In an ANOVA model, the predictor variable, $X$, is categorical and the response variable, $Y$, is a continuous, quantitative variable. We can describe the relationship between the two variables with the formula
$$Y_{i,j}  = \mu_{i} + \epsilon_{i,j},$$

where $k$ is the number of categories and $i = 1,\dots, k$ and $j = 1, \dots, n_{i}$ and $\sum_{i=1}^{k}n_i = n$.

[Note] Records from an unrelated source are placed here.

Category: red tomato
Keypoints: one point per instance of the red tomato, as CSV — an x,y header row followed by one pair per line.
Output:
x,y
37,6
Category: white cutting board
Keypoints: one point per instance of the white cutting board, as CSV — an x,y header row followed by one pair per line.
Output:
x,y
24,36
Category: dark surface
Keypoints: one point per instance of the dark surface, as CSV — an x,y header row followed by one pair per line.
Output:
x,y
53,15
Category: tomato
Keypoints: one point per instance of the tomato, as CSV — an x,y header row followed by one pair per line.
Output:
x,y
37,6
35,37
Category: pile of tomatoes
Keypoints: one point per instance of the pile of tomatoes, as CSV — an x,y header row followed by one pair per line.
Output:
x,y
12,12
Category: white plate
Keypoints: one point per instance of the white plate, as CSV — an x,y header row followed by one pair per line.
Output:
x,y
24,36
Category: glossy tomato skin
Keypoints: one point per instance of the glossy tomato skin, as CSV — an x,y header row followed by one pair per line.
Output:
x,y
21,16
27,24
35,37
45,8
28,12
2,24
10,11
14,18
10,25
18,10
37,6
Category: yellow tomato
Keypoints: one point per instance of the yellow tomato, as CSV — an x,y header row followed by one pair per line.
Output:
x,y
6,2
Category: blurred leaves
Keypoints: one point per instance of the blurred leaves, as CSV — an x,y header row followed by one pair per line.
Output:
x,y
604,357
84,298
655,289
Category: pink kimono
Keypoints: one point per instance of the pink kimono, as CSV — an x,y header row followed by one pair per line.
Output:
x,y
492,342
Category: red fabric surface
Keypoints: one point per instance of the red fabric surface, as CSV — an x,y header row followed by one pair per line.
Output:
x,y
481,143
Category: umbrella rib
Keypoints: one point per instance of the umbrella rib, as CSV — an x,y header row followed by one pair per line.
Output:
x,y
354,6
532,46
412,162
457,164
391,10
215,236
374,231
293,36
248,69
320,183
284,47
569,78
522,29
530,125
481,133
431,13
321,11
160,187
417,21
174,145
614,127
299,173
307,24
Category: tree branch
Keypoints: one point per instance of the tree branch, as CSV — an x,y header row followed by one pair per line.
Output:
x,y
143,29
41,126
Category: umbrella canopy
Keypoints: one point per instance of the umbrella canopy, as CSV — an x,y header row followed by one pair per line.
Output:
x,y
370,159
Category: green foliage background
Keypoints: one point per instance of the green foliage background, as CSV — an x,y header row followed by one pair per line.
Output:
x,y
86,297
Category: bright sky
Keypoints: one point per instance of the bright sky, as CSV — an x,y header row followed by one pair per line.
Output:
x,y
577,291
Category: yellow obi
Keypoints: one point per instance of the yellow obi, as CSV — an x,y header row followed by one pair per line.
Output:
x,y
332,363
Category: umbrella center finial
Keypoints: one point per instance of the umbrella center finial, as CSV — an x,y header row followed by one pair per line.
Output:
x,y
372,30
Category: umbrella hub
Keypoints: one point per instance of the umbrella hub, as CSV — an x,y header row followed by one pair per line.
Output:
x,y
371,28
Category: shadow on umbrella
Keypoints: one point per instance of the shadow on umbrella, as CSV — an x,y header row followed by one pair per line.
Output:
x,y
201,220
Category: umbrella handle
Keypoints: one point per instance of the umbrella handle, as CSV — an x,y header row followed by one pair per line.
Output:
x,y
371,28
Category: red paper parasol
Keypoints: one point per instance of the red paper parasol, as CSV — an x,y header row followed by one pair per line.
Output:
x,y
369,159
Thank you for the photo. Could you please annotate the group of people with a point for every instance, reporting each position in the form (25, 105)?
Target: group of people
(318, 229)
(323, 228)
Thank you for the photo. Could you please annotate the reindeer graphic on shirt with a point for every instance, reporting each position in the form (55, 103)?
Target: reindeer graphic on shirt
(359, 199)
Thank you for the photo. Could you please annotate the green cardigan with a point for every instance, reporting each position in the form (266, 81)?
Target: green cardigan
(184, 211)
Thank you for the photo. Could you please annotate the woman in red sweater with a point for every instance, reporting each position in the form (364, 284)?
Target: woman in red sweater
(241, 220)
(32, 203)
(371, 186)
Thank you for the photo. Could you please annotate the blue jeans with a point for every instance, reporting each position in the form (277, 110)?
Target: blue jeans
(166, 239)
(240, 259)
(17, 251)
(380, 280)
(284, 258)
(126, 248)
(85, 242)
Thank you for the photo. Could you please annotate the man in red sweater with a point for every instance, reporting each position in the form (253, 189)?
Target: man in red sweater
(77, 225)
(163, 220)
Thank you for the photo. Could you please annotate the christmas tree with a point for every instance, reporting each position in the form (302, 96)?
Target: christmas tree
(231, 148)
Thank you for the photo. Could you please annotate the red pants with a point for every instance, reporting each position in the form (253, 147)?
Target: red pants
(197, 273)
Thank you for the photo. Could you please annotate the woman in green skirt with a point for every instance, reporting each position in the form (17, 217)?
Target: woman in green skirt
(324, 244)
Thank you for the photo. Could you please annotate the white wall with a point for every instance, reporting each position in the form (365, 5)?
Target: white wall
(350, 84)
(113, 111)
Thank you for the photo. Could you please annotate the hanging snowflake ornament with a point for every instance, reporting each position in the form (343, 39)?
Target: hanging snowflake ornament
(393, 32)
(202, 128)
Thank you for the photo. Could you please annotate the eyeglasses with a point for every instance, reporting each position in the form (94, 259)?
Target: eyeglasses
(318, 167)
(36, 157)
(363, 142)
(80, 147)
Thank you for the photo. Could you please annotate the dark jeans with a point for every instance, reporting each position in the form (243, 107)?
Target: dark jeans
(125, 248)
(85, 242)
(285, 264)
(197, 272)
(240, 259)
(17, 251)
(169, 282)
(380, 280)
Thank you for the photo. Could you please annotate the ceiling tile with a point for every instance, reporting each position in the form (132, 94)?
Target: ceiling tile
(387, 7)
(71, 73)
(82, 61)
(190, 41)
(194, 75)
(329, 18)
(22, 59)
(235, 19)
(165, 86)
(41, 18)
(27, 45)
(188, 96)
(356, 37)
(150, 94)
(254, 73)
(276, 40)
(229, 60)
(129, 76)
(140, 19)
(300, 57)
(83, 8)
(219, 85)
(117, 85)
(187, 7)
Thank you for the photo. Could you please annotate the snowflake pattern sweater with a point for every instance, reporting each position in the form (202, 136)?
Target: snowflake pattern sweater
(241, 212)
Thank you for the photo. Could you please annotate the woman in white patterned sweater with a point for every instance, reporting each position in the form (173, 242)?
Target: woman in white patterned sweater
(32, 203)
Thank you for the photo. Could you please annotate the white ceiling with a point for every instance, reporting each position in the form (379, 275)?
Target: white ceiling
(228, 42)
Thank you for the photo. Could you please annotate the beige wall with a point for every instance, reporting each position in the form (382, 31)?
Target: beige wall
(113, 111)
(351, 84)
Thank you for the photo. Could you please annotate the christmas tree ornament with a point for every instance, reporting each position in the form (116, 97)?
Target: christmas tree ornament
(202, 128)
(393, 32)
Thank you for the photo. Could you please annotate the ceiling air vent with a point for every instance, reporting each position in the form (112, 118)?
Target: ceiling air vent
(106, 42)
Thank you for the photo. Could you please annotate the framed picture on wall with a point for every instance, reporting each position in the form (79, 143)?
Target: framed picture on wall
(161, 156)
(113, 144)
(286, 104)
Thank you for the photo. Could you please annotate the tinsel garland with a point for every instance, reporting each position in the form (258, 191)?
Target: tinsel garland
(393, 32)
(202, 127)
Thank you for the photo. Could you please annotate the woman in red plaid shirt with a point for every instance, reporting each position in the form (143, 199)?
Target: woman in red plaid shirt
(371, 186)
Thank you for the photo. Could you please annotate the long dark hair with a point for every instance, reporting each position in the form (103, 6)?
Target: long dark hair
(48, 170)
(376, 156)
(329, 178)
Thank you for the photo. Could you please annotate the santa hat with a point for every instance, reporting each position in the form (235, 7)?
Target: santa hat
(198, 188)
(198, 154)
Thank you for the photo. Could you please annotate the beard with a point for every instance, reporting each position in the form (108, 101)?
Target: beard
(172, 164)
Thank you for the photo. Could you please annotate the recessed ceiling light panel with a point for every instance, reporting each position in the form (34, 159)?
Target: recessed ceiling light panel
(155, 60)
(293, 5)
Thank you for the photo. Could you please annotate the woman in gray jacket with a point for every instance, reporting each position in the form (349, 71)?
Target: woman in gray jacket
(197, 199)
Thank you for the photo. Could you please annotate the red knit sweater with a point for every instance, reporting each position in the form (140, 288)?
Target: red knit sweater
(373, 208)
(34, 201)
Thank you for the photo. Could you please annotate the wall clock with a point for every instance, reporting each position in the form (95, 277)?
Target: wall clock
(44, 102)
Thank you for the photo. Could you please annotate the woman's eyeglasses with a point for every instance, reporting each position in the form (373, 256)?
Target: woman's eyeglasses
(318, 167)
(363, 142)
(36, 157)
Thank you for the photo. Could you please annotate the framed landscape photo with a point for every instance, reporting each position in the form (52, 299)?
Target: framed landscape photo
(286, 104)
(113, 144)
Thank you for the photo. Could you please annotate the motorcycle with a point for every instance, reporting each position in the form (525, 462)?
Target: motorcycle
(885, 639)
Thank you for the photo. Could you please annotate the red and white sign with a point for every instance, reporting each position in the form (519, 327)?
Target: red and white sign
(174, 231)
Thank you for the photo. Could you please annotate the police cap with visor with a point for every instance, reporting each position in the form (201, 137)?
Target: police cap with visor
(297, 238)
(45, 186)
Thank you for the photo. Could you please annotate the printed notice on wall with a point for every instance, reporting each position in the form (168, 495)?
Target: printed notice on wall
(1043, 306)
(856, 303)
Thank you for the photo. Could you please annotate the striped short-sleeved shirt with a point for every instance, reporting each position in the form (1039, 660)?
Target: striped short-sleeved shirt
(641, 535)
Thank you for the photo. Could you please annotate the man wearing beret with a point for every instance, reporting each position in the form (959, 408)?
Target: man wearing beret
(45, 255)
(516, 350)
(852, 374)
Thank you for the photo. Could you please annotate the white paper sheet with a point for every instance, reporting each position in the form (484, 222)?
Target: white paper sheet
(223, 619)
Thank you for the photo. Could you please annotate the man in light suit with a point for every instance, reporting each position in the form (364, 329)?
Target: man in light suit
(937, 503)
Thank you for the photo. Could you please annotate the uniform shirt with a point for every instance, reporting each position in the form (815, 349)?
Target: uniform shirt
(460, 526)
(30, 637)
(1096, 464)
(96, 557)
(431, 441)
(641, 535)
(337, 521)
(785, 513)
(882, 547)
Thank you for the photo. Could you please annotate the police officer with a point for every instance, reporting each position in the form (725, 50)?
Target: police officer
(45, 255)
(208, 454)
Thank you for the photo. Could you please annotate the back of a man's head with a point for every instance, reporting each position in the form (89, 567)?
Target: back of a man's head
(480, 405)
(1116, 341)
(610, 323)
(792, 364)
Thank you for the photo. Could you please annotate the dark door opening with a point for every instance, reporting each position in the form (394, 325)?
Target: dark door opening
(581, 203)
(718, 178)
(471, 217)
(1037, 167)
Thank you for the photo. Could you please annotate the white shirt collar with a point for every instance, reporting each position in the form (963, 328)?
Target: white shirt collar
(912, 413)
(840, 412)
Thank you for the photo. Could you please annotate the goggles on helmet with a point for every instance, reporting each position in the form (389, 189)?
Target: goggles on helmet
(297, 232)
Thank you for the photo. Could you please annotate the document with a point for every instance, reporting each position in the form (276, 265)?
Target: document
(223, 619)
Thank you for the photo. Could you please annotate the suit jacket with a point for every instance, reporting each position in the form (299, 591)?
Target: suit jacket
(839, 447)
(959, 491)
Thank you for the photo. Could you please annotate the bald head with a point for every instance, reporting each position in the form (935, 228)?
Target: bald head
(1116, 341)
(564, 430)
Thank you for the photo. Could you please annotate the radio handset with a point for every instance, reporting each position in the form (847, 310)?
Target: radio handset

The null and alternative hypotheses for an ANOVA test are

$$H_0: \mu_1 = \mu_2 = \dots = \mu_k \\ H_A: \text{ Not all }\mu_i \text{ are equal, for }i=1,\dots,k$$
---
## ANOVA Assumptions

1. Independence
    - The groups of the categorical variables must be independent of one another
    - The data collected within each group must be independent too. That is, the data must be drawn independently and randomly from the same homogeneous population.
2. Equal Variance (homogeneity of variance)
    - Side by side box plots are a useful visual tool to check this assumption.
    - Look out for drastic changes in the widths of the box plots.
    - Systematic differences are more important than seeminly random differences in the spread.
3. Normal Population
    - This assumptions is only necessary if we wish to draw inferential conclusions!
    - In inference problems for ANOVA, the normal model must be reasonable for each of the different groups of data.
    - Side by side box plots for extreme skewedness. Or look at a normal probability plot for each level of the categorical variable.